Not this production. OMYGOD. The first act was all right, though a bit weird - people in strange bat costumes, a giant watch overhanging the stage and a huge crack that appears in the set for no appreciable reason, requiring the singers to step through and over it. But the singing and the music were sublime.
Then the second act - interminable, joyless, offensive. One poor lead singer spent the act suspended above the stage, hanging from the watch, wearing a bat costume. There was an intimation of Nazi guards in the prison scene. I hated it and would have left if I could, sensing the cold dead hand of a director who hates actors, singers and life. And sure enough, when I wrote to my student, she replied that everyone had had a terrible time in rehearsal as he screamed at them.
So - if you go, leave at the intermission.
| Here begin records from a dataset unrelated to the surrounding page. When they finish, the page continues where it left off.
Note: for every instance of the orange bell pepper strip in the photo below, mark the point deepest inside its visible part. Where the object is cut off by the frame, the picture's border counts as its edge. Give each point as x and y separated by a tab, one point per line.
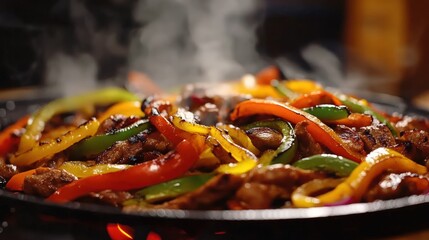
7	141
164	168
16	183
354	120
325	135
315	98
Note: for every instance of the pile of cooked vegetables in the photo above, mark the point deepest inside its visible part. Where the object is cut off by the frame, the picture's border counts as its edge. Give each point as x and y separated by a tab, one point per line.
256	143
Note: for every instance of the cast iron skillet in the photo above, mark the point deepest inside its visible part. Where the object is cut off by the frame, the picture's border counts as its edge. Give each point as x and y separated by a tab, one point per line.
381	218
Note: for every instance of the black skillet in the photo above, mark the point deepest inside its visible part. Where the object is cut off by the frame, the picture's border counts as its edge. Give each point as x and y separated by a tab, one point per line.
356	221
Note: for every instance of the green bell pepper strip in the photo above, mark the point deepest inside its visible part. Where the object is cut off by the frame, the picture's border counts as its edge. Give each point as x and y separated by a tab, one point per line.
342	167
37	122
97	144
173	188
358	106
328	112
283	90
287	149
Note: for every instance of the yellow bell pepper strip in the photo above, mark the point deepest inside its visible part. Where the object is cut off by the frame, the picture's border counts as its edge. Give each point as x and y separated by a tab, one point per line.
315	98
342	167
173	188
81	169
164	168
38	152
328	112
353	120
287	149
98	143
283	90
301	197
239	136
16	182
9	142
37	122
128	109
245	158
361	106
302	86
354	187
321	131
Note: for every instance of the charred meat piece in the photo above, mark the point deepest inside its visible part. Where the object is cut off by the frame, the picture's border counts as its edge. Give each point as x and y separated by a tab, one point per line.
7	170
396	185
271	186
114	198
307	145
376	136
46	181
412	123
211	195
265	138
142	147
114	123
351	138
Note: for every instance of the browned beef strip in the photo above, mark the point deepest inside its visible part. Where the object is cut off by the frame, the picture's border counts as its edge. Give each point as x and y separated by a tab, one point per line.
411	123
114	198
307	146
351	138
211	195
115	122
394	185
46	181
265	138
376	136
142	147
268	186
7	170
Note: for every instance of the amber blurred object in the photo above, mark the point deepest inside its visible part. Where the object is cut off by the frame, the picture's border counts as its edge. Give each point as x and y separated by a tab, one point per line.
387	45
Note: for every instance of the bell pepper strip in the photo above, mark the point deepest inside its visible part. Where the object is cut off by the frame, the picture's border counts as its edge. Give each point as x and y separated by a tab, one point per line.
266	75
37	122
324	134
164	168
8	142
16	182
376	162
81	169
301	196
287	149
342	167
38	152
173	188
283	90
315	98
128	109
361	106
328	112
302	86
98	143
240	137
353	120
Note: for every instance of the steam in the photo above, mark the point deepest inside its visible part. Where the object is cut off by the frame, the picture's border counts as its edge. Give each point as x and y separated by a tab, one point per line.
184	41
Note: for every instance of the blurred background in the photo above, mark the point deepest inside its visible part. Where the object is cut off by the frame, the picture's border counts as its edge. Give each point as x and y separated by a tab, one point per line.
60	47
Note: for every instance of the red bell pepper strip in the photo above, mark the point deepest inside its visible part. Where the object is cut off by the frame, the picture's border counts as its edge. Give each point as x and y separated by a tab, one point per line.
17	181
325	135
167	167
7	141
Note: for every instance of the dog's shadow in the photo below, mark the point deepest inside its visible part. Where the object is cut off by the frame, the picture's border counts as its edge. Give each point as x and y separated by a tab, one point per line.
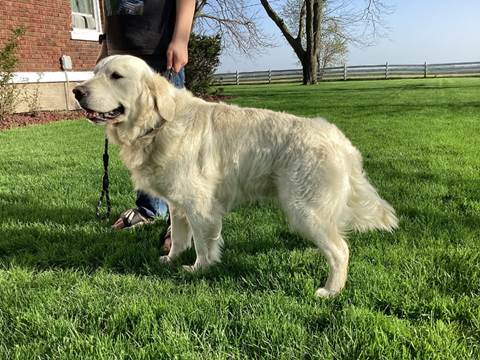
72	238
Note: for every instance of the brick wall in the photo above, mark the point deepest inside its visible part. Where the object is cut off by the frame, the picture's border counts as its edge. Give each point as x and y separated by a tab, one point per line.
48	25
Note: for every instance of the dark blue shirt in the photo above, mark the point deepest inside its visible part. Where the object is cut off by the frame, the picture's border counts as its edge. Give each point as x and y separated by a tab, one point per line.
139	27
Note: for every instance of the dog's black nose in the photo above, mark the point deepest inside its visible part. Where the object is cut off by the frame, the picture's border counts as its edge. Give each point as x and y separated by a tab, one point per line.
80	92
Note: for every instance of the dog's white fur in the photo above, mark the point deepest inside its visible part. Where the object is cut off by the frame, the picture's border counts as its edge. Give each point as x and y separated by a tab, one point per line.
206	158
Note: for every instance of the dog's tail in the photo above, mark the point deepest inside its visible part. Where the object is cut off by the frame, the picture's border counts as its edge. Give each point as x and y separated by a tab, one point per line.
369	210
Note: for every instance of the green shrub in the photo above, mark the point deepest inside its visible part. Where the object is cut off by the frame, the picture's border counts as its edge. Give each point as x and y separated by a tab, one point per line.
8	64
204	52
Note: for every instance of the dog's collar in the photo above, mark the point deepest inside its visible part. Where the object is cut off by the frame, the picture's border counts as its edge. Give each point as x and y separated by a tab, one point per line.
151	132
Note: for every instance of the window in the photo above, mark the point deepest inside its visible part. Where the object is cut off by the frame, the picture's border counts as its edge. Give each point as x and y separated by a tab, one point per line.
85	20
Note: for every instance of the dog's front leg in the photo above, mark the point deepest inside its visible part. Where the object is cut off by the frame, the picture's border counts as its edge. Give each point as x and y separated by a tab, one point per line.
181	234
207	239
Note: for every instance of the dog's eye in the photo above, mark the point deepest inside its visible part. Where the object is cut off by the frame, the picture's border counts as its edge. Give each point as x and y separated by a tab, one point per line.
116	76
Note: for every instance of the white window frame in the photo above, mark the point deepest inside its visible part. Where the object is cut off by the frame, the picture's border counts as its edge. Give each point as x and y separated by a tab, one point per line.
89	34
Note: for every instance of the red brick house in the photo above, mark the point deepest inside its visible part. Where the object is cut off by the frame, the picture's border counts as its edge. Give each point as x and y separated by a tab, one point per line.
53	28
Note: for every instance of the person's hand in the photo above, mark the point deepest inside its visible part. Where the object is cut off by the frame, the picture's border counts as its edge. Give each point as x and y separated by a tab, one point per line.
177	55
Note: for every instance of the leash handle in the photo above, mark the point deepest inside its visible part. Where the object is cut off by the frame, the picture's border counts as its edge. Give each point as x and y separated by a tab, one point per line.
105	194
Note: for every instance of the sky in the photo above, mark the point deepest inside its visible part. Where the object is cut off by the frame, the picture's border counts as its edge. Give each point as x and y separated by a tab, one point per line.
418	30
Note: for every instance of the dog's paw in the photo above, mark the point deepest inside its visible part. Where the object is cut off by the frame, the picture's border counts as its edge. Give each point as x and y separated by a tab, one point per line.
165	259
189	268
324	293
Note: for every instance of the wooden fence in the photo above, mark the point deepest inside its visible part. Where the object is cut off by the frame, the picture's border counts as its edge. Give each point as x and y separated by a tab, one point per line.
383	71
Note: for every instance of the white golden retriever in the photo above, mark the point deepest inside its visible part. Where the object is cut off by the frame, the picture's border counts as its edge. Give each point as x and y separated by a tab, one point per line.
206	158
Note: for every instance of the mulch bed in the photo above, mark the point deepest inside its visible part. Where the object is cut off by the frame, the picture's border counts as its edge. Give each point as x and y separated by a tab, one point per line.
43	117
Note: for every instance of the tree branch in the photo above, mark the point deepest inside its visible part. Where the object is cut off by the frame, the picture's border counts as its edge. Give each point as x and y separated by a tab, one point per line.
295	43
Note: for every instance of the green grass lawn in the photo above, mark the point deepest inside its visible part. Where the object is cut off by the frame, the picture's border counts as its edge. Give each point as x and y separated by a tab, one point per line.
71	288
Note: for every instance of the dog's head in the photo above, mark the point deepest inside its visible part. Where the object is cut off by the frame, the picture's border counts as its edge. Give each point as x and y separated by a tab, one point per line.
126	92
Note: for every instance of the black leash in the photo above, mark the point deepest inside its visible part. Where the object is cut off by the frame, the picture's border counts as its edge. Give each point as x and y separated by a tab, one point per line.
105	194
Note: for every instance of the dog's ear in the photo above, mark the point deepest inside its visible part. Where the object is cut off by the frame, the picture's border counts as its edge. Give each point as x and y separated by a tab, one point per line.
162	92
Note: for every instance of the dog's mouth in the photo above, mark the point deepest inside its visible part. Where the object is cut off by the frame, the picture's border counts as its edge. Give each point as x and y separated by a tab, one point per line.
98	117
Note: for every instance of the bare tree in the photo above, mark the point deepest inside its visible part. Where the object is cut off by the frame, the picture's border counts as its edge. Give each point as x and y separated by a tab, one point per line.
316	29
235	20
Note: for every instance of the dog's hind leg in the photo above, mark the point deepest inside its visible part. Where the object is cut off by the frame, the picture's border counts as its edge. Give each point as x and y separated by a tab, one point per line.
335	249
181	235
332	245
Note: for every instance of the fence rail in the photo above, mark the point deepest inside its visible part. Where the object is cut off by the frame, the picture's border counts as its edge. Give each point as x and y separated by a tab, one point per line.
382	71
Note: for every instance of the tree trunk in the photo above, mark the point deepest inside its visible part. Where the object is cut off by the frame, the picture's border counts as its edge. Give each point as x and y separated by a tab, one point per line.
308	72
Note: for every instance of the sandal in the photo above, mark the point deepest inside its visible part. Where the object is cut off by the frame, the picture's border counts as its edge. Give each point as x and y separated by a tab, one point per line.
131	218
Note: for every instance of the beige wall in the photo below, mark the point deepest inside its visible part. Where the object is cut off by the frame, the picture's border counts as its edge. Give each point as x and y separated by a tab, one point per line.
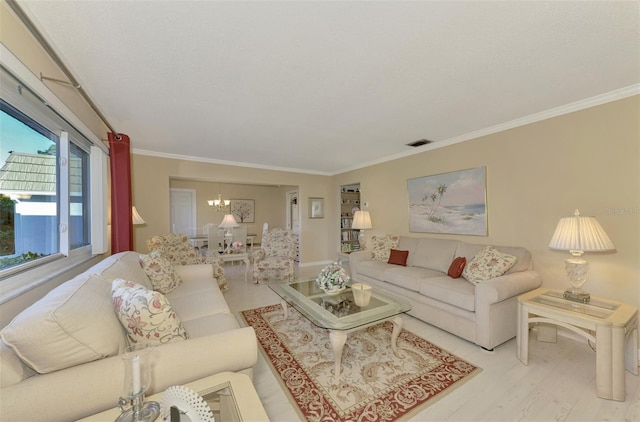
151	178
536	174
22	44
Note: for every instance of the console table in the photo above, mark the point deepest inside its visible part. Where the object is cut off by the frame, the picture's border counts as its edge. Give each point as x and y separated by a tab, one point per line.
612	326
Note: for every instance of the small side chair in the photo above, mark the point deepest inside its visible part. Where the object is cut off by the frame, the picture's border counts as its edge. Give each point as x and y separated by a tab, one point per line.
178	249
274	261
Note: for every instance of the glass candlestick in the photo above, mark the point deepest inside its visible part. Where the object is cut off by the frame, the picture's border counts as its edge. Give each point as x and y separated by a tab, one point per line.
136	382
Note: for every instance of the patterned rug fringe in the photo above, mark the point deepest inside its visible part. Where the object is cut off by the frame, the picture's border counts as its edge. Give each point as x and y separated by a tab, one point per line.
375	383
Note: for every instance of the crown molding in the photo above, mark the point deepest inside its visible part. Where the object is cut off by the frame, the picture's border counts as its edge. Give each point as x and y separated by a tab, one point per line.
597	100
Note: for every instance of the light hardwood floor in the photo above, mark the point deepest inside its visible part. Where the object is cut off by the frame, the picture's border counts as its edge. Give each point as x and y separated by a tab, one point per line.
557	385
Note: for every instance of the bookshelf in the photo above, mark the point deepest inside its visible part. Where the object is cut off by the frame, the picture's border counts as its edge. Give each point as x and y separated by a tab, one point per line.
349	204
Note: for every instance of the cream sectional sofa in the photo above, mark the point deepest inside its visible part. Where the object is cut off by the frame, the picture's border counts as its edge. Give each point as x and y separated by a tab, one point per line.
59	358
484	314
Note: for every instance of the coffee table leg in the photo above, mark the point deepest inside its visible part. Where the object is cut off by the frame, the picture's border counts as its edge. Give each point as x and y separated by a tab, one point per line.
338	339
397	327
246	268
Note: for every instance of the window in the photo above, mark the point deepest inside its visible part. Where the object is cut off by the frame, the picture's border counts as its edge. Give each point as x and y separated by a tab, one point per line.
45	174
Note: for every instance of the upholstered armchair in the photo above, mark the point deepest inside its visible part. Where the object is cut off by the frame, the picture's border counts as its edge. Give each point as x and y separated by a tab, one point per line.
177	249
274	260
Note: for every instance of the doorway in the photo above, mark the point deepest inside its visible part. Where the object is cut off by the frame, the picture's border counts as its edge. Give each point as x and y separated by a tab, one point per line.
293	212
183	211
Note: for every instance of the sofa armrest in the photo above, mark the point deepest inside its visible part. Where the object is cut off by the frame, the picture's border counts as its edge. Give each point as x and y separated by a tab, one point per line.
506	286
93	387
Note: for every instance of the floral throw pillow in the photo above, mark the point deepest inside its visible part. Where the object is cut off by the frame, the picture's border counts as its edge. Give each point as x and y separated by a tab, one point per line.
382	245
146	315
487	264
160	271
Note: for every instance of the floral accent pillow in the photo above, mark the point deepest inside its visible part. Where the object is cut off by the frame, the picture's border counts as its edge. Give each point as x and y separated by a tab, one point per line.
160	271
487	264
382	245
146	315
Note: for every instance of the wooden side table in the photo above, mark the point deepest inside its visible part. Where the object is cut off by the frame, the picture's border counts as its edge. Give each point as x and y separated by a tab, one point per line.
615	326
230	395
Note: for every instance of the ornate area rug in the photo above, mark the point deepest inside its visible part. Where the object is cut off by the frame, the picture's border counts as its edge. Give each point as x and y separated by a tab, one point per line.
375	384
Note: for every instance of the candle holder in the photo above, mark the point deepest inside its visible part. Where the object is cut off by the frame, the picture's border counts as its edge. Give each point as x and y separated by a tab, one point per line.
136	383
361	294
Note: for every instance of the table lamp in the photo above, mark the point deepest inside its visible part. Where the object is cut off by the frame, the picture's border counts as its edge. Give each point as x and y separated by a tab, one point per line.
361	221
579	234
228	222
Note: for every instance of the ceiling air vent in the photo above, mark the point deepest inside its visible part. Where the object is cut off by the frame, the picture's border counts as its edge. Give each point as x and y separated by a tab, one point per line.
419	143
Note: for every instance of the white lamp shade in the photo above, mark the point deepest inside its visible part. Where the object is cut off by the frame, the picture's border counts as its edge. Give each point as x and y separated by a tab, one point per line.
228	221
361	220
580	233
135	217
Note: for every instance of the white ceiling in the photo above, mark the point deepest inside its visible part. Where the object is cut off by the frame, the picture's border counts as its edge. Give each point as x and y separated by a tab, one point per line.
330	86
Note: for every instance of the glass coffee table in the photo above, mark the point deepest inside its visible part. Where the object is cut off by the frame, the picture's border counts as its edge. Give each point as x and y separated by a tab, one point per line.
339	313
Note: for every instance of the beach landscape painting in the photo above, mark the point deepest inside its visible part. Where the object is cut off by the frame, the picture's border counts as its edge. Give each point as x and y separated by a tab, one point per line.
450	203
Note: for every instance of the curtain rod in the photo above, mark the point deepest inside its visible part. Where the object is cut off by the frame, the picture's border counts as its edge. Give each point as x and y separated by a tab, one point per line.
51	52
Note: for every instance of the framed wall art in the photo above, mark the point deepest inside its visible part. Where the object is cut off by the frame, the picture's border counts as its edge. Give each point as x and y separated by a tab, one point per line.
243	210
450	203
316	207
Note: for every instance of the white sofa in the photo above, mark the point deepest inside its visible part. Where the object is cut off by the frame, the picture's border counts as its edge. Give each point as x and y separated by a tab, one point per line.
484	314
76	323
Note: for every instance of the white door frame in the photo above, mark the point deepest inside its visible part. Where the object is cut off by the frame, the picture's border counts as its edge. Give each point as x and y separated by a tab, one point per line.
191	210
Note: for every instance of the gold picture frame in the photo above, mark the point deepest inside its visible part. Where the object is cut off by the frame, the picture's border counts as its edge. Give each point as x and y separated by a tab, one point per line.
316	207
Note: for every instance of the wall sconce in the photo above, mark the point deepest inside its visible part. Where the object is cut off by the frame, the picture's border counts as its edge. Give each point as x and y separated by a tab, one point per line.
220	204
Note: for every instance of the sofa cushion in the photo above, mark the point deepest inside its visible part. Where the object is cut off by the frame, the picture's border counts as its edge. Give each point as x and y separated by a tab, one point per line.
456	292
73	324
469	250
408	277
160	272
13	369
122	265
398	257
457	266
487	264
435	254
382	245
211	324
146	314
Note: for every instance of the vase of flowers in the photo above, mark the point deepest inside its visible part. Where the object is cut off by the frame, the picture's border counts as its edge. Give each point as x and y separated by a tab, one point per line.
333	278
237	247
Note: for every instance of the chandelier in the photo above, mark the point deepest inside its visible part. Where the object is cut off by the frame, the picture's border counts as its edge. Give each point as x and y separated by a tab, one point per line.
220	204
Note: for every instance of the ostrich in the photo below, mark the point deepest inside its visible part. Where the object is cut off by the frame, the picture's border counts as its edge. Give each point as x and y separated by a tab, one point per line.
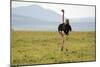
64	29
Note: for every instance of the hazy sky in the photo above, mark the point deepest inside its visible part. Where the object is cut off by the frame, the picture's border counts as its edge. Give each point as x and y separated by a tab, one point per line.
71	11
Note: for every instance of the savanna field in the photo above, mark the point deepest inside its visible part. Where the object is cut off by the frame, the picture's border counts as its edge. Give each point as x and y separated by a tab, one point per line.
45	47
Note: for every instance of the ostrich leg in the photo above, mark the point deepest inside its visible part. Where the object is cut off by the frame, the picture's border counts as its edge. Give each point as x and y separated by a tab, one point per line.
62	32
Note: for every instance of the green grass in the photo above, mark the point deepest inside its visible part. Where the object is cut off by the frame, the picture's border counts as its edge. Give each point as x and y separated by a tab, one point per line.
44	47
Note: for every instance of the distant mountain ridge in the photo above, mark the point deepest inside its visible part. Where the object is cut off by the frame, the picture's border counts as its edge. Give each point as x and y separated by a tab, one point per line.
36	11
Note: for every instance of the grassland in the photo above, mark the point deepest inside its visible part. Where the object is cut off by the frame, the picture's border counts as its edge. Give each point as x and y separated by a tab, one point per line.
44	47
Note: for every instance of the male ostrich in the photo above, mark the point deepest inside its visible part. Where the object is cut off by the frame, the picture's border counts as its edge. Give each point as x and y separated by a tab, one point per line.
64	29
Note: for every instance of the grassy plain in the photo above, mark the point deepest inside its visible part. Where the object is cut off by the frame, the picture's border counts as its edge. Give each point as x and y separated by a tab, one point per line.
44	47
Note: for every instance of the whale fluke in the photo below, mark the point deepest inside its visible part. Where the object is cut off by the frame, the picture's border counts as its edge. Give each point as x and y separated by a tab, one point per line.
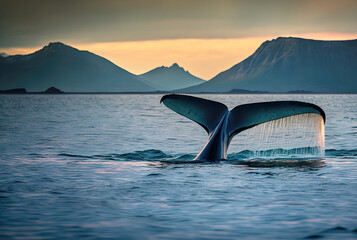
202	111
222	125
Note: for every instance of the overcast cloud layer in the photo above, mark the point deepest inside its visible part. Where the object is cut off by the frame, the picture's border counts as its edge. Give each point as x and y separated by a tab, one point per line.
26	23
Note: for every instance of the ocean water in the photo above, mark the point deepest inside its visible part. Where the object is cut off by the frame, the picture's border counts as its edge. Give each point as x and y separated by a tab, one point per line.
98	167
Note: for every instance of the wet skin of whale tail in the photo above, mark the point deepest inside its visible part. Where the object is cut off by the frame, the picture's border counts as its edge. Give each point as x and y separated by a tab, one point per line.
222	124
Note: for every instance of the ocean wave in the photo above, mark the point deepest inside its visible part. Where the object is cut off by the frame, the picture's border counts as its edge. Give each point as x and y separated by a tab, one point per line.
244	157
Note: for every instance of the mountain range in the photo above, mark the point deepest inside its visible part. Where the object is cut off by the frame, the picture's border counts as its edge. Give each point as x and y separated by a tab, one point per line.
281	65
291	64
68	69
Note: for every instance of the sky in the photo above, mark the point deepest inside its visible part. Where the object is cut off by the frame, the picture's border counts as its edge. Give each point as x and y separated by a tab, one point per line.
205	37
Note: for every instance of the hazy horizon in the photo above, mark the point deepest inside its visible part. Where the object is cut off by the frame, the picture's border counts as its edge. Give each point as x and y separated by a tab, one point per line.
205	37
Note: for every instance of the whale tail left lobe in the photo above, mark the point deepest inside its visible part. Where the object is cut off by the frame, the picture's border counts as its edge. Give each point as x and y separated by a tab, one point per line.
205	112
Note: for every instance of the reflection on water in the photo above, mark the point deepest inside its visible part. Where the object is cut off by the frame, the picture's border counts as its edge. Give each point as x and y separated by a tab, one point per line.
105	166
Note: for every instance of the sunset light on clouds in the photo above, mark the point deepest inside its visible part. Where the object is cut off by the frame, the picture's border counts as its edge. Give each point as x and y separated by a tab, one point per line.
204	37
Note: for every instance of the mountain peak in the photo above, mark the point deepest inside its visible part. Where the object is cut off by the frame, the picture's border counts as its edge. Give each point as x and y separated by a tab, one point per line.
56	44
53	46
2	54
175	65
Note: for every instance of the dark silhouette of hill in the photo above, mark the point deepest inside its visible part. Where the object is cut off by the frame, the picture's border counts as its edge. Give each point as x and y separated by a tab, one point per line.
292	64
69	69
170	78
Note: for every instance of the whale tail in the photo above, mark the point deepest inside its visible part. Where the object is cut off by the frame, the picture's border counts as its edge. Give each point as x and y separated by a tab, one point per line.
215	117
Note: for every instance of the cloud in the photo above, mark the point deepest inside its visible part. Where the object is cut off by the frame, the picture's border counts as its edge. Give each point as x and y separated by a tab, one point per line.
32	23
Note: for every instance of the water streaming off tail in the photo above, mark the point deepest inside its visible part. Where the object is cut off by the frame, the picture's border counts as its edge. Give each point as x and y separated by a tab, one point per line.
295	136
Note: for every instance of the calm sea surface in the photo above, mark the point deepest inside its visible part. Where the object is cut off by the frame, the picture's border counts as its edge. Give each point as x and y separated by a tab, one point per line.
93	166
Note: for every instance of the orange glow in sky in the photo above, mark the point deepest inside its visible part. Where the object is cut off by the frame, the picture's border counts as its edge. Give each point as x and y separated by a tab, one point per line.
204	58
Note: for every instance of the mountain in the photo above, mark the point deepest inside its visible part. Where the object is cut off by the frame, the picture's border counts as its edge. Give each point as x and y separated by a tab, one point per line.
68	69
292	64
170	78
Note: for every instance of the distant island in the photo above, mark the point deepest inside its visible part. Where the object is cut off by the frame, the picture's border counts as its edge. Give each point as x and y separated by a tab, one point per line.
282	65
51	90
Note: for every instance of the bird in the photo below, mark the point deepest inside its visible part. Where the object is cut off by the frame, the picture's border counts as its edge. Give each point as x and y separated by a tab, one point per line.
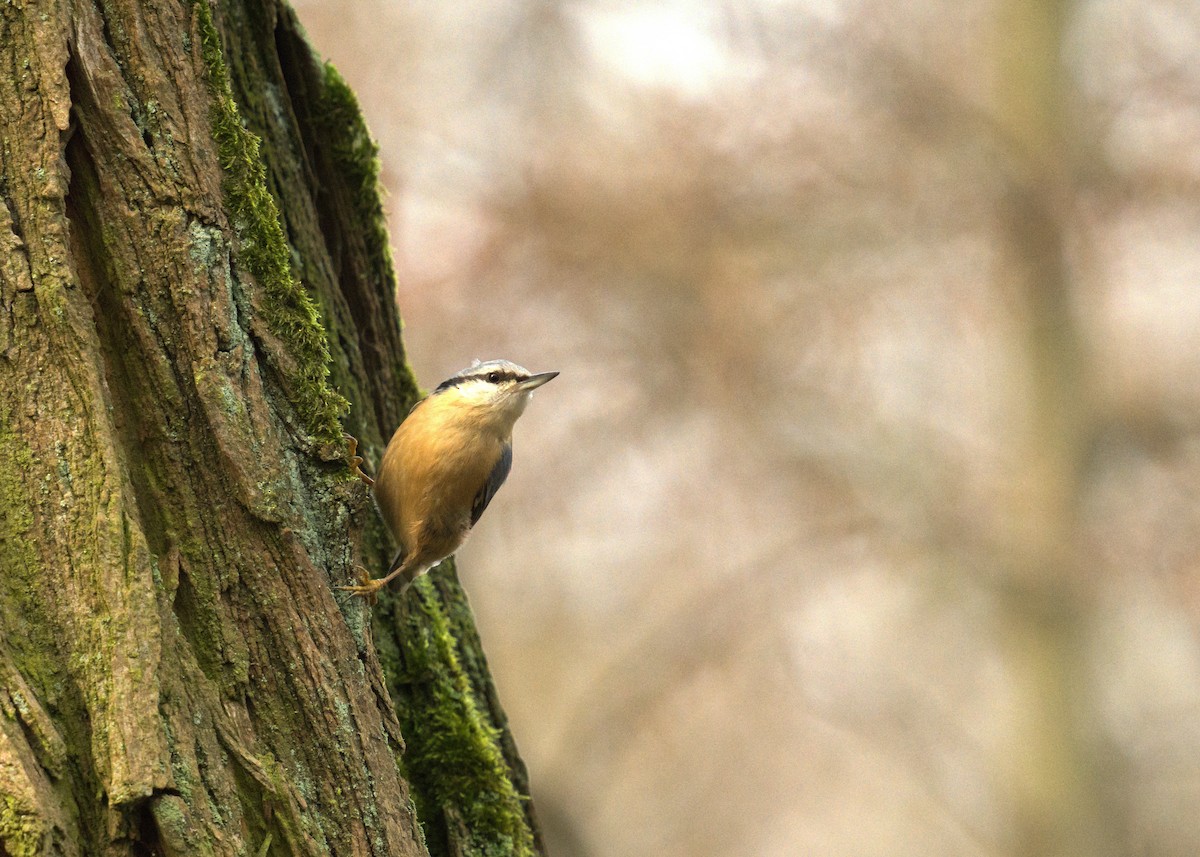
444	465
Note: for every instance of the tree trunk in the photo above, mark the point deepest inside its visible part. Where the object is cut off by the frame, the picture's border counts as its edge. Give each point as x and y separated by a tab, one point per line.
196	293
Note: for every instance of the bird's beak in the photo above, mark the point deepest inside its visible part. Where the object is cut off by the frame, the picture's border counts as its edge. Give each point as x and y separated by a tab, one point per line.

I wrote a letter to the opera, suggesting that they not hire this director again. And then Richard Ouzonian gave it a rave in the "Star." So there you go. Believe whom you will.
More excitingly, Bruce always helps with my technology - on previous visits he has rearranged my office, taken me to buy a scanner and various other necessary machines. This time I told him my phone is substandard, I need a new camera and have never had a little thingie for listening to music. The conclusion - of course, how logical - was that I should buy an iPhone 5, the new phone from Apple, much in demand. Bruce is an Apple freak, with an iPad, IPod Touch, a Mac Air etc. etc. But the iPhone 5 is his objet de désir at the moment.
After various calls to Mac stores and to Rogers, my service provider, we discovered that in all of Toronto, there were only a few iPhones left at the Apple store in the Eaton's Centre. So we rushed off - and the last one had just been sold, no idea when more would appear. My despair was great, because the whole point is that Bruce is here to show me how the @#$#@ thing works, something I'm incapable of figuring out on my own. Many tears, without Bruce.
Long story short, we found the very last one in existence at a Rogers store nearby, got an amazing deal, got set up, and walked out with this incredible piece of technology. It's mind-boggling, what it can do, including transcribing what I say, finding information that I ask for verbally, downloading books - Bruce downloaded "Pride and Prejudice" for me, in case I'm bored on the streetcar. I can barely comprehend this thing. Plus it does make phone calls and texts and the simple stuff which is probably almost all I'll use it for.
Thank you, my Bruce. He also went out today as I lay in bed aching, to buy a giant roast of beef, potatoes, veggies - because the gang are coming for our Thanksgiving dinner tonight. We're not cooking turkey because we're making one next weekend in Ottawa, for my mother. So beef and Yorkshire pudding tonight for my kids, Eli and his cousin Dakota, other daughter Holly, Bruce and the feeble one. I can smell it now.
I give thanks for health, for family, for friendship, and for the artists and inventors who keep our world interesting. And my love to you all, on this day of various kinds of feasts.